Looking at safety endpoints, the researchers found no clinically meaningful differences between the drugs for blood pressure, blood lipid levels, and C-reactive protein levels. In addition, the risk for hypoglycemia was similar between all of the drugs. However, taspoglutide 20 mg was found to have a significantly increased risk for nausea among the drugs examined, with an 8.3-fold increased risk.
In an editorial that accompanied the review, Victor M. Montori, MD, from the Mayo Clinic, Rochester, MN, discussed the growing number of treatment options available to patients with T2DM and how these choices can make it difficult to select the best treatment for a patient.2 Making the appropriate decision on treatment will require high-quality evidence, he wrote. However, the meta-analysis by Zaccardi and colleagues highlights that this evidence may still be lacking.
“They found these trials to have inadequate blinding (which could affect co-interventions that may affect hemoglobin A1c level and weight outcomes) and substantial loss to follow-up,” Montori wrote. “The estimates for each direct, indirect, and network comparison and their quality ratings were not reported separately and hindered appraisal. Data on outcomes of importance to patients, including quality of life, treatment burden, and morbidity and mortality, were sparse or nonexistent.”

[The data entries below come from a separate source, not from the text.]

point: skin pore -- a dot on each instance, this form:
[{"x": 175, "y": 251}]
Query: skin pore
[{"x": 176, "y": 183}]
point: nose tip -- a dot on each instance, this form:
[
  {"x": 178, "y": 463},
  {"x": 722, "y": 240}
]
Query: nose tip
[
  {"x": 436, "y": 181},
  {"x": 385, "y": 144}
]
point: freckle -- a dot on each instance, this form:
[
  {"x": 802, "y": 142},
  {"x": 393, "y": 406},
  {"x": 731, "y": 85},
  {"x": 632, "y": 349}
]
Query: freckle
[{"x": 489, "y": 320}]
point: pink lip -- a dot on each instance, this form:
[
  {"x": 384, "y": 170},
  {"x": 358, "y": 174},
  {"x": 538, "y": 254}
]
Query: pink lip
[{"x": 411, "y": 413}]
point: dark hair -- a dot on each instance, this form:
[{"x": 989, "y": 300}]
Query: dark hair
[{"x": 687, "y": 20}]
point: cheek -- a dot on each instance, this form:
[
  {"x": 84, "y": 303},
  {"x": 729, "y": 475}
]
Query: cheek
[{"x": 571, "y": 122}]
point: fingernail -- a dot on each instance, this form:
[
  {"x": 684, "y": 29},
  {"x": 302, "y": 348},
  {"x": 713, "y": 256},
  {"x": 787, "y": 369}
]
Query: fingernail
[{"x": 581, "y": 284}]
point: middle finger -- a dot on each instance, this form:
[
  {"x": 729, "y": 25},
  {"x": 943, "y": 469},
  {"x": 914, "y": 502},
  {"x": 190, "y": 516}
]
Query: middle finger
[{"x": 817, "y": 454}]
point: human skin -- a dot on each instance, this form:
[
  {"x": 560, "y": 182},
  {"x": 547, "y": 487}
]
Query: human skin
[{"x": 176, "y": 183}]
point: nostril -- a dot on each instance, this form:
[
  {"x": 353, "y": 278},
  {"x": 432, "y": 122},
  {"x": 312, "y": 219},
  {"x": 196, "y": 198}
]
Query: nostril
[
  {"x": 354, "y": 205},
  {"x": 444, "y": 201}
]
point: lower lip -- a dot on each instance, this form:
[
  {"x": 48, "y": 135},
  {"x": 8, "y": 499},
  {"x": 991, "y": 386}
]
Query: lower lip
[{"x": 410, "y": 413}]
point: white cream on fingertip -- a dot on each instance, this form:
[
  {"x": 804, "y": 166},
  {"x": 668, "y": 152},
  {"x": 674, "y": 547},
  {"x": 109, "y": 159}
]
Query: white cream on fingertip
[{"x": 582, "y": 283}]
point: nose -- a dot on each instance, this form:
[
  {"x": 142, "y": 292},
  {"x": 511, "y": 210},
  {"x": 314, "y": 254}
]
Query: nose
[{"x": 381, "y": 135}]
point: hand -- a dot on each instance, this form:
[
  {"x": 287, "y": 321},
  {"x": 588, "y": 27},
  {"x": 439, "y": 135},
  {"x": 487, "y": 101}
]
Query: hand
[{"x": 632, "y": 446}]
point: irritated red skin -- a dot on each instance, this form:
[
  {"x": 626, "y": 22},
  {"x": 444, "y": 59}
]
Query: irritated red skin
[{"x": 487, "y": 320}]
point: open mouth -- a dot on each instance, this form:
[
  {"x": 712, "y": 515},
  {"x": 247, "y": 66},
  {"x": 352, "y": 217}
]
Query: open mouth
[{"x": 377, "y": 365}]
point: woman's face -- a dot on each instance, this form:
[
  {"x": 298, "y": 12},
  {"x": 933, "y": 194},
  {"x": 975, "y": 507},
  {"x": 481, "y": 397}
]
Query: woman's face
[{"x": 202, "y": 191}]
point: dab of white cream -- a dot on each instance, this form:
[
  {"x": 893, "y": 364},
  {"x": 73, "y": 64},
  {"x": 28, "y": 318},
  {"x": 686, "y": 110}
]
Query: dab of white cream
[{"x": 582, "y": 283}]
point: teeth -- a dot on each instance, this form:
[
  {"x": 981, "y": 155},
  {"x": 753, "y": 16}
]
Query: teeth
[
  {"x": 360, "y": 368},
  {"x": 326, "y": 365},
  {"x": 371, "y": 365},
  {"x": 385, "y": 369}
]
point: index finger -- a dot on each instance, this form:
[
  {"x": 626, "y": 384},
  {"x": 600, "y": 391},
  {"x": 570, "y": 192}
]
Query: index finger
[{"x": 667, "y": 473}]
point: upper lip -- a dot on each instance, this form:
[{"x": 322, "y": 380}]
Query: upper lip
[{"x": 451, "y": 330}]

“The triumph of innovation will be a triumph for patients only when patients and clinicians have high quality evidence of the comparative effectiveness of various treatment options. . . Zaccardi and colleagues' network meta-analysis shows that meeting this basic standard in diabetes care remains, frustratingly and unfairly, a work in progress,” Montori wrote.
The primary source of funding for the meta-analysis was Sanofi Aventis.
1. Zaccardi F, et al. Benefits and harms of once-weekly glucagon-like peptide-1 receptor agonist treatments: a systematic review and network meta-analysis. Ann Intern Med.2015;epub ahead of print.
2. Montori VM, Rodriquez-Gutierrez R. The triumph of innovation and the hard work of caring for patients with diabetes. Ann Intern Med. 2015;epub ahead of print.